Balancing the Power in a Relationship
This has been an on-going issue that I have seen in terms of relationship problems, and I have yet seen anyone else stand up for this view.
A lot of the men here on the forums have this preconceived mentality that they need to maintain full power in a relationship. The girl needs to constantly prove themselves to you, the guy determines everything that goes on. If the girl does something that they guy doesn't like, the guy is supposed to chew her out and put her in her place. All the power in the relationship belongs in the hands of the male partner.
This is a terrible mentality to have, and it will lead to destruction in the relationship. Here is why:
Suppose that there are things that the girl does that bother you. Instead of talking things out, you yell at her furiously for what she has done. She submits, and you take victory, but deep down she is upset. You would not know, because you have not even taken the time to understand her. Time goes on, other issues pop up, and she becomes more and more unhappy as the power and "right" in a relationship are kept on one side. Eventually, she decides she has had enough and she leaves, leaving you wondering why she has left you when you thought the relationship was firm and stabble.
A good relationship is one where the power is shared, not centered around one person.

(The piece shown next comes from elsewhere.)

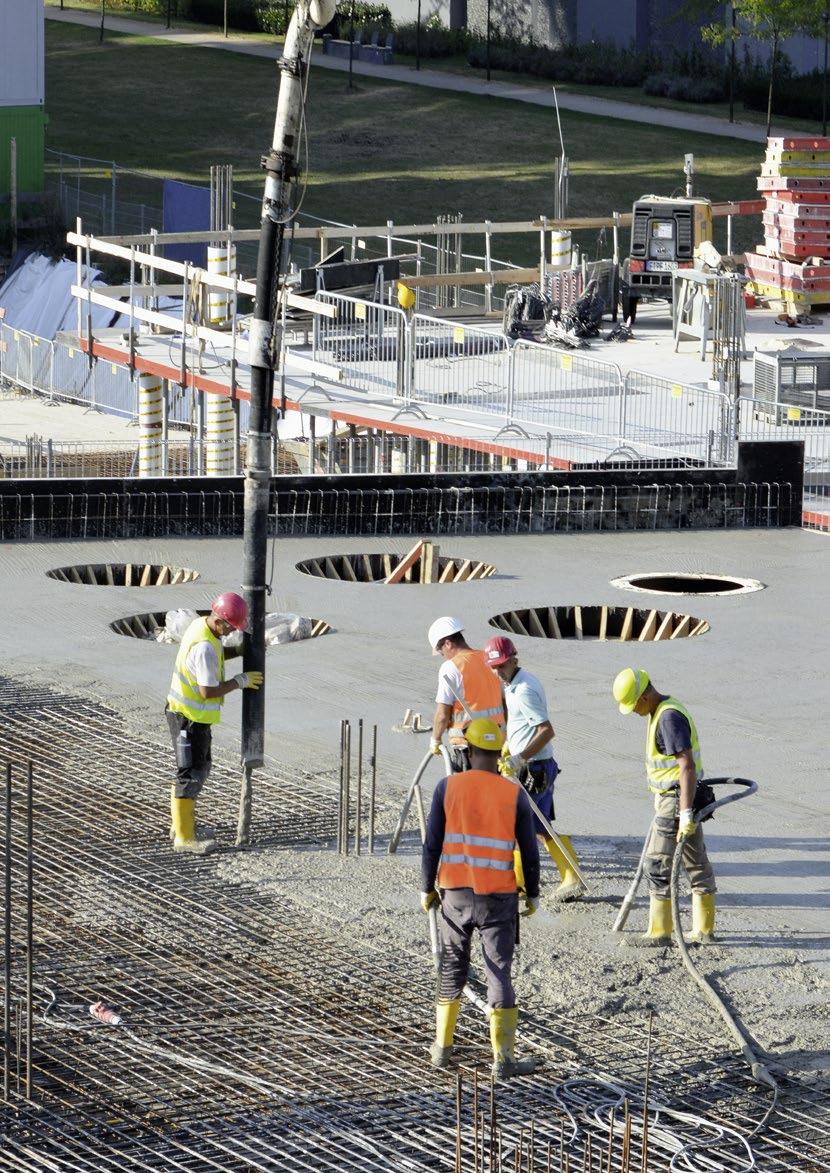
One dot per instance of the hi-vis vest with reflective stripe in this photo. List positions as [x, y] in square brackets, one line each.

Both sides need to be able to recognize issues and peacefully talk through them, not roar at each other until one side gives out. From time to time, you also need to surrender or give in to what she wants. A relationship is like a never-ending tug of war: If you lose all the time, then you no longer want to play anymore.

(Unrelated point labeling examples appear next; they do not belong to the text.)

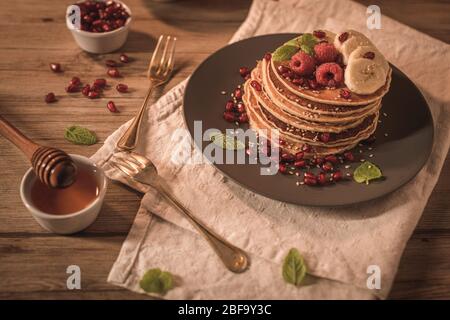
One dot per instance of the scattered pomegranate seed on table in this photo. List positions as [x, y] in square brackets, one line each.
[124, 58]
[75, 81]
[55, 67]
[240, 107]
[93, 94]
[71, 88]
[50, 97]
[123, 88]
[111, 63]
[343, 36]
[229, 116]
[86, 89]
[113, 72]
[100, 83]
[112, 107]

In Dr. John Gray's book Men are from Mars, Women are from Venus, the very first passage takes you to a situation very similar to what I have read to be supposedly "correct". Gray's wife had just given birth, she tore, and now she is in an agonizing amount of pain. This has carried over to Gray himself, and her attitude has driven him through the roof. Eventually, the two blow up into an argument, and just as he is storming out of the room, she finally tells him:
"I'm in pain. Please don't leave me."
It is at this moment that Dr. Gray comes to a higher understanding of the mechanics of a relationship. All of a sudden, he begins to understand the problems his wife is going through. She wasn't being a bitch because she is a bitch. She was in a bad mood because she is in agony. Now what kind of impact would that have on her if Dr. Gray had done the "dominant, manly" thing and just stormed out of there "like a boss"?

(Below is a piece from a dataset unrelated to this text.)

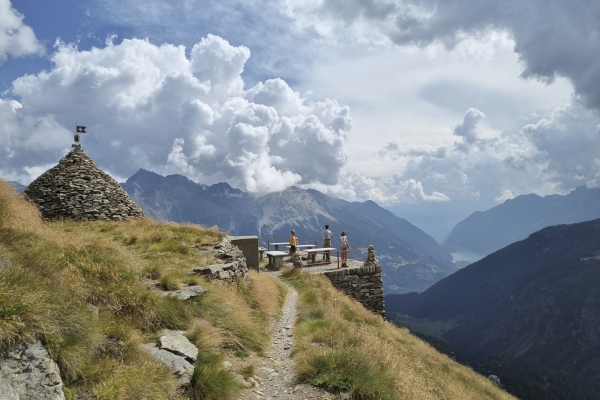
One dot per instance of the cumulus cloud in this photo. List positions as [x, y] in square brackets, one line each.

Guys, not all problems in a relationship can be solved by yelling and trying to win things over in your favor. If you truly love someone, then you have GOT to be willing to make sacrifices. You have to able to talk to her and see things eye to eye, instead of yelling at each other in a display of brute force. Sometimes, the "manly" thing is not to revert to your physical dominance, but to connect with your lady on the emotional level that she understands most.